With the recent JPMorgan Chase breach affecting an estimated two out of every three households in the U.S., hacking has officially gone mainstream. Reports revealed that data thieves made off with account holders’ names, home addresses, phone numbers and email addresses, and it’s important to note that the risk extends beyond active accounts. In fact, anyone who has logged on to any of the JPMorgan Chase websites or apps is potentially at risk.
Privacy protection experts believe that the biggest risk associated with the breach is that the hackers will successfully draw out more sensitive personal information from affected consumers. And, it’s also possible that the thieves can sell the data to others who can enrich it with publically available online information to create fully-fleshed personal profiles ripe for identity theft.
Experts universally agree that the key point of infiltration for identity theft will be email, and the bitter reality is that there’s very little that the bank can do at this point to fully protect at-risk consumers from spear-phishing. So, it’s critically important to educate customers about phishing risks and communicate consistently such that they will more likely recognize forgeries.

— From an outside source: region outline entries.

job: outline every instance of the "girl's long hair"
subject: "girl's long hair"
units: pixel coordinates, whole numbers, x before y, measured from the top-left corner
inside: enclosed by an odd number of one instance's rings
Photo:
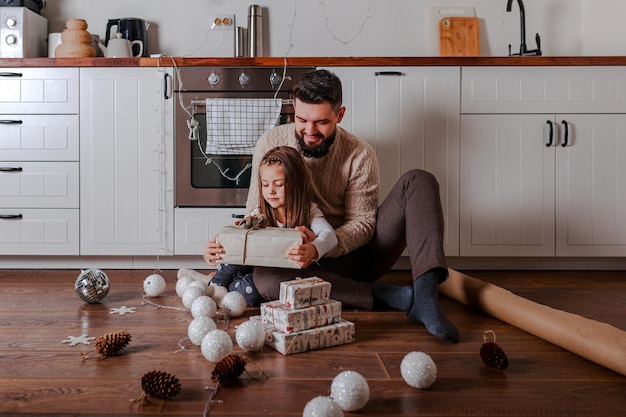
[[[263,165],[282,165],[285,170],[285,217],[284,227],[306,226],[311,223],[311,197],[309,174],[300,153],[290,146],[277,146],[267,151],[259,164],[259,213],[271,226],[278,226],[275,210],[263,198],[261,170]]]

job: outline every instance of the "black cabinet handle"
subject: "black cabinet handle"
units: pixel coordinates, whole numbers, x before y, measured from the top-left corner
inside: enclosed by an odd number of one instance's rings
[[[379,75],[397,75],[397,76],[400,76],[400,75],[404,75],[404,74],[402,72],[400,72],[400,71],[376,71],[374,73],[374,75],[378,77]]]
[[[565,148],[567,145],[569,145],[569,124],[567,123],[567,120],[563,120],[561,121],[561,123],[565,128],[565,133],[563,134],[563,143],[561,144],[561,146]]]
[[[170,78],[170,75],[168,73],[163,74],[163,98],[165,100],[168,100],[170,98],[170,95],[168,93],[169,89],[167,88],[168,85],[168,80]]]
[[[550,126],[550,134],[548,136],[548,143],[546,143],[546,147],[550,147],[552,146],[552,143],[554,142],[554,125],[552,124],[551,120],[546,121],[546,123]]]
[[[21,214],[0,214],[0,219],[7,220],[21,219],[22,217]]]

Today most folks are skeptical of ploys like “stuck in Nairobi and need cash now” or “click here to receive your million dollar prize.” However, given the scale of the breach, a sizeable pool of people will fall for these tried and true scams. And, when personal data is sold and enriched, the fraud schemes become far more sophisticated and subtle and can fool even the most vigilant of email users.
While JPMorgan Chase has been backed into reactive mode, this breach is a wakeup call for other financial institutions around the importance of proactively educating account holders about email security. What do banking customers need to know about spear-phishing?
- Never provide personal information requested via email
- Do not call the phone numbers or click on the links within the body of the email – instead, manually enter the bank’s web address and call the numbers listed on the legitimate site
- Vigilantly monitor accounts and credit reports to immediately detect fraudulent activity
- Do not send attachments via unsecured email
And what can banks do on their end to proactively implement best practice email security policies?
- Communicate consistently in terms of branding, email frequency and lexicon
- NEVER request sensitive personal information or “verification” of account details via email
- Implement secure document delivery capabilities for documents containing sensitive data to avoid delivering sensitive information directly to the email inbox
- Use a second layer of security to protect access to such sensitive information
- Prevent access to customer data to third party data security vendors to protect customers from government surveillance and court-ordered document turnovers
- Educate customers on the importance of personal email security measures
There have been so many large scale breaches recently that consumers have become both desensitized to the scope of the risk and falsely placated that their banks are on the hook for any losses associated with security breach. What consumers don’t realize is that they’re also on the hook because banks can only protect their customers to a certain point. Phishing scams and identity theft are not minor matters, and it’s critically important that banking customers both understand the full scope of personal exposure and take appropriate measures to protect themselves.